Rub: Hospital sem segurança é normal, tanto que SAO mostra isso com MUITA EXATIDÃO nessa temporada XP. E o filme trabalha muito sobre redenção e arrependimentos em suas várias formas. Eu adoro a obra e o filme é sim uma excelente apresentação para pessoas que não assistem animes. A minha mãe assistiu o filme e adorou. Como o enredo foge do ramo otaku, ela acaba chamando atenção do público em geral. Ainda tem o lance do filme estar disponível na Netflix e o mangá vai ser republicado no Brasil. Então eu super recomendo vocês assistirem o filme e se tiver a possibilidade, vá atrás do mangá porque vale muito a pena. A história é muito boa, edificante e vale a pena ir atrás.

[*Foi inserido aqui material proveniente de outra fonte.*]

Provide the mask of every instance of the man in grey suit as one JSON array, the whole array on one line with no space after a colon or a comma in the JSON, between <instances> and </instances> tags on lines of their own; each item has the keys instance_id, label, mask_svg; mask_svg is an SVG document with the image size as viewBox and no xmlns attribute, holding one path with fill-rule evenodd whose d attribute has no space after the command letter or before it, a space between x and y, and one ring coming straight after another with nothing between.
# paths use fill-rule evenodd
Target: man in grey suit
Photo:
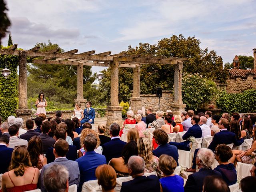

Alex: Recomendo a obra totalmente, tanto o anime como o mangá. Aproveitando que começará a ser republicado no Brasil pela NewPOP, quando o volume 1 for lançado entre o fim de outubro e o começo de novembro, faremos a resenha e mostraremos a nova edição, então aguardem ^^. Antes de encerrar minha parte aqui, quero exaltar a direção da Naoko Yamada que mandou muito bem no filme. Como passei a ficar de olho nesses aspectos de produção, é comum que alguns diretores e animadores tenham suas características. No caso da Yamada, uma delas é o reflexo dos personagens no chão. Se vocês repararem, há diversos momentos com a sombra dos personagens sendo refletidas. Aqueles frames que há um pequeno pedaço do personagem e um destaque maior no fundo, como quando a mãe da Nishimiya vai dar um tapa na Ueno, é bem característico dela (Vi uma cena semelhante em “Liz to Aoi Tori”, que também foi dirigido por ela). Ela vai fazer falta na indústria. Além de terem tido a decisão de ter diversos momentos sem trilha sonora, conversando muito bem com a ideia do filme de trabalhar com a surdez, é fabuloso! Enfim, super recomendo o filme.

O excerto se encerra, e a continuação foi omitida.